The unnamed protagonist of the story, clearly meant as an analogue for the author's own self as a child, is geeky and overweight, and Cotter quickly establishes his relationship to the world in the opening pages as he's picked last for the kickball game while playing with his toy robot. He's not even picked last, really. He's the last one not picked, and when the older boy says, "sorry, bud. Teams are even now. Uh. . . you can be captain next time," we know everything we need to know about this character and the culture he lives in. He knows he won't be captain next time, and so do we.
Instead, he retreats into his fantasy world. It's a fantasy world in which only he can save the other children from the onslaught of an evil giant robot. The protagonist transforms into a giant robot himself, blasting the intruder with his wrist laser, causing the villain to flee while he gains the glory and the girls. Cotter doesn't change his drawing style when his characters shift into these fantasy sequences, and so the whole thing becomes strangely surreal.

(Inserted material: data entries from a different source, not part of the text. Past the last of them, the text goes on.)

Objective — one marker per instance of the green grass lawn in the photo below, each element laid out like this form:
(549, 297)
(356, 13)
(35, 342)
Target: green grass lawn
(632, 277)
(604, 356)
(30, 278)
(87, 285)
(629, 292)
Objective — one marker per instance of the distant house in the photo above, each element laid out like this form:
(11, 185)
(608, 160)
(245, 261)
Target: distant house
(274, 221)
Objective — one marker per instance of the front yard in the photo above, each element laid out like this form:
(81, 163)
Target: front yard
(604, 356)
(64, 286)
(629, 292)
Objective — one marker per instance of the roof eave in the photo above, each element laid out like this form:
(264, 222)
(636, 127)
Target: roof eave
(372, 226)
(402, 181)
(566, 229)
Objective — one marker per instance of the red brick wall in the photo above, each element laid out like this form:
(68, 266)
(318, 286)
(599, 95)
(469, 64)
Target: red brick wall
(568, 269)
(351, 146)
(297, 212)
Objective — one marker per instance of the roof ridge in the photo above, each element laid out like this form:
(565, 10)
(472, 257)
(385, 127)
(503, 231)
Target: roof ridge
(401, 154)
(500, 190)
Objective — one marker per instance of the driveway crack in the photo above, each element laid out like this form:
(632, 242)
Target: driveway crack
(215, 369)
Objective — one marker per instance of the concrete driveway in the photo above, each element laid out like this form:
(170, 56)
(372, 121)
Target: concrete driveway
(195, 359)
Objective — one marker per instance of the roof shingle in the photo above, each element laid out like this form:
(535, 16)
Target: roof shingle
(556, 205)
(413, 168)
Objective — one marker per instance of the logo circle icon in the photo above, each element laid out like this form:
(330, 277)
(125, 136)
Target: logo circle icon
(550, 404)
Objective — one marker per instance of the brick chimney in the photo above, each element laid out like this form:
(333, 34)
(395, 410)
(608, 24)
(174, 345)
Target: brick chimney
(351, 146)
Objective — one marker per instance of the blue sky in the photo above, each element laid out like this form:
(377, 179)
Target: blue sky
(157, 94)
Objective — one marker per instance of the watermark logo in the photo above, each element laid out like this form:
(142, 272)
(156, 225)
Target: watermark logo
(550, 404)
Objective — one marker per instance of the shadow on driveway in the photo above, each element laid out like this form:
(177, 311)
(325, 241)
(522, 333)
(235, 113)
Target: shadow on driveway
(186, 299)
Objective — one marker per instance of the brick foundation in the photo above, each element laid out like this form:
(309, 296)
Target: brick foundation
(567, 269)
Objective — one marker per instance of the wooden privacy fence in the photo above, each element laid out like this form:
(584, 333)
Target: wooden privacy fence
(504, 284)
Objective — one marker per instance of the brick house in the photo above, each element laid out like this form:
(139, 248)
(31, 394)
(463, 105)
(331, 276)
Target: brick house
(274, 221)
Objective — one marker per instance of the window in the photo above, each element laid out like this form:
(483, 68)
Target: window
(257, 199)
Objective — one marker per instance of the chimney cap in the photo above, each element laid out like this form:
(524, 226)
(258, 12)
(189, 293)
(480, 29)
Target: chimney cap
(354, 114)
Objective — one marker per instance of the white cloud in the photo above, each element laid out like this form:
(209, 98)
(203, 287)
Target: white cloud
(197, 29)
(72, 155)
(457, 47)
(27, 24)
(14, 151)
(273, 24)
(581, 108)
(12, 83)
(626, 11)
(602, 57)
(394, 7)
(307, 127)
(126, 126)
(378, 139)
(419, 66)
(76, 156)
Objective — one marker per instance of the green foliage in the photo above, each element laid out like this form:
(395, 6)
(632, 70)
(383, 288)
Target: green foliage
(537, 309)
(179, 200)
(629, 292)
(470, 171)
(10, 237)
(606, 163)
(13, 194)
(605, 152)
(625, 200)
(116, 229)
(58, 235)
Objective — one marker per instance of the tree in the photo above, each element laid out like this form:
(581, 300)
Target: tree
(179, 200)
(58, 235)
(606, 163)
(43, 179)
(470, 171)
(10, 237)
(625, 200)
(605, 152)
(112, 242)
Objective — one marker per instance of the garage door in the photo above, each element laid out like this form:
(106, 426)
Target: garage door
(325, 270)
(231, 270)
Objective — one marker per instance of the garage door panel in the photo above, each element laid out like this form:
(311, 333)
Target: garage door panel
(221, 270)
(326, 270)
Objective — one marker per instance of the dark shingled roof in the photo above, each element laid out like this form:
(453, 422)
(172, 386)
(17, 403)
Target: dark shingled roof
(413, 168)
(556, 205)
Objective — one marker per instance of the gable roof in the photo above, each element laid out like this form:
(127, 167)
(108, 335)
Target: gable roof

Cotter's scratchy, Robert Crumb-like line and frumpy characters blend seamlessly with the clunky, dented metal of the robots. The only signifier Cotter gives us, to indicate that the giant robots are imaginary, is a cloud lettered with "poof" at the end of the sequence. It's a traditional indication for a relatively traditional childhood heroic fantasy, but what's fascinating about Cotter's use of both is that the fantasy is especially cruel (the evil robot steps on the heads of the kickball players, squishing them) and the "poof" is not used at all in later fantasy sequences. After the first one, he plays them all straight, allowing robots and humans and dead kitties with jetpack wings to coexist in a wonderful and terrible Midwestern reality.

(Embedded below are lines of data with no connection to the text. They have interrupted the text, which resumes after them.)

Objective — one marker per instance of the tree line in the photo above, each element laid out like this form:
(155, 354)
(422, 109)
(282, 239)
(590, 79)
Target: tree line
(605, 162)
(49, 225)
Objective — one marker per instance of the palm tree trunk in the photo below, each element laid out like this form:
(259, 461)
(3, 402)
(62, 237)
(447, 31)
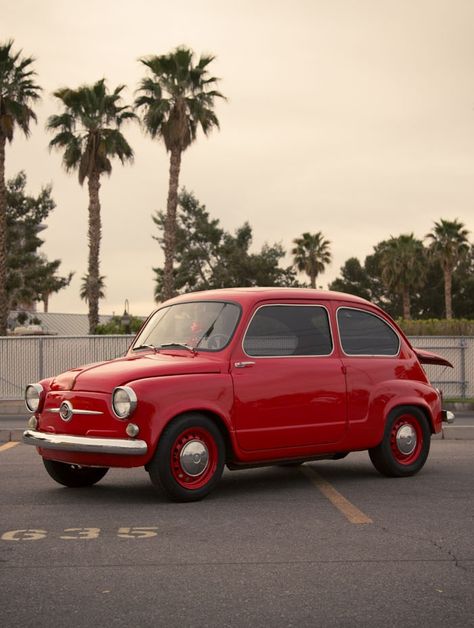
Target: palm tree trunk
(3, 242)
(169, 235)
(406, 304)
(94, 236)
(447, 293)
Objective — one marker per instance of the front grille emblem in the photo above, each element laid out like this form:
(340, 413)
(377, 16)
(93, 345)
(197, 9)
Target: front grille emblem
(66, 411)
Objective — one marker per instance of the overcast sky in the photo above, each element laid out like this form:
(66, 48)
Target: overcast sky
(350, 117)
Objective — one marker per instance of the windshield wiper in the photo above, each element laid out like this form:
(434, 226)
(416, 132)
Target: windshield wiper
(155, 349)
(179, 345)
(210, 329)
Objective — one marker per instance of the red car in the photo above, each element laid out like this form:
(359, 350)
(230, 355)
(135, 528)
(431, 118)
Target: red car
(241, 377)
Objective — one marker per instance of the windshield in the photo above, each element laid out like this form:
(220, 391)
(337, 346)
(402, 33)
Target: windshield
(202, 325)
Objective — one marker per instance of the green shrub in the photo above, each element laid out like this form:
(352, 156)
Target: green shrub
(437, 327)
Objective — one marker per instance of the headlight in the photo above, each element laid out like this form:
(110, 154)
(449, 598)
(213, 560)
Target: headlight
(33, 396)
(124, 402)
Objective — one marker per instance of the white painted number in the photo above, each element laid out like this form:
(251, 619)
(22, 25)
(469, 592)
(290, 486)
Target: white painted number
(81, 533)
(24, 535)
(136, 533)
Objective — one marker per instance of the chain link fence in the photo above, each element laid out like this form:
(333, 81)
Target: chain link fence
(28, 359)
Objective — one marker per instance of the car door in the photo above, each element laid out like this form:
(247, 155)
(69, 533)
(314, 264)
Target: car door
(289, 385)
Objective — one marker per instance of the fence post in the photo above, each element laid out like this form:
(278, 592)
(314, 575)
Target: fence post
(40, 359)
(463, 346)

I fell in love with this book, though, for two reasons: 1) The specific evocation of childhood -- Cotter's childhood, presumably, and his relationship with his younger brother. When the two boys are talking about the obscure He-Man character known as Moss Man, and the unique, strangely enticing smell of the action figure, I knew that Cotter and I (and thousands more from our generation) were kindred spirits. And 2) The unapologetic leaps from vignette to vignette, and from childhood to young adulthood and back again, without insulting the audience's intelligence. Cotter challenges the reader, jumping around in the narrative, showing what happens to the protagonist as a young adult, still the same awkward, eager-to-please, sad character, but with even more aggressive tendencies. With more anger. Cotter doesn't give us a simple narrative that says, "the character was picked on as a kid, so that messed him up later in life." Instead, Cotter weaves all of these sequences together to build a strong sense of place and identity. Whether it's truly autobiographical or not doesn't matter. Cotter has created something true and meaningful about the experience of growing up, and it's a powerful story.

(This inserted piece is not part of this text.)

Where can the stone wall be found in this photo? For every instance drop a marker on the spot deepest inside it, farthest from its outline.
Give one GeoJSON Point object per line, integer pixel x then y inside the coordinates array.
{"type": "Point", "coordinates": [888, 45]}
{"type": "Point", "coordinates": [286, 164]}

Even after all the pain and misery and glimpses of contentment and maybe even joy, Cotter ends the book with a simple scene between the two brothers -- a scene from their younger days, before the protagonist turned into a much angrier young man. The scene takes place in a snowstorm and as the characters walk away, the snow covers their tracks, and the pages turn to whiteness, and then blankness. Unlike their footprints, the power of the story lingers, but ending the story in the snow is appropriate. Cotter has frozen these childhood moments in time, not with rosy nostalgia but with bleak honesty.
"Skyscrapers of the Midwest" deserves this hardcover edition, and it deserves all of the praise its received over the years. I'm embarrassed that it took me this long to finally dive into its pages, but now that I have, it's not a plunge that I'll ever forget.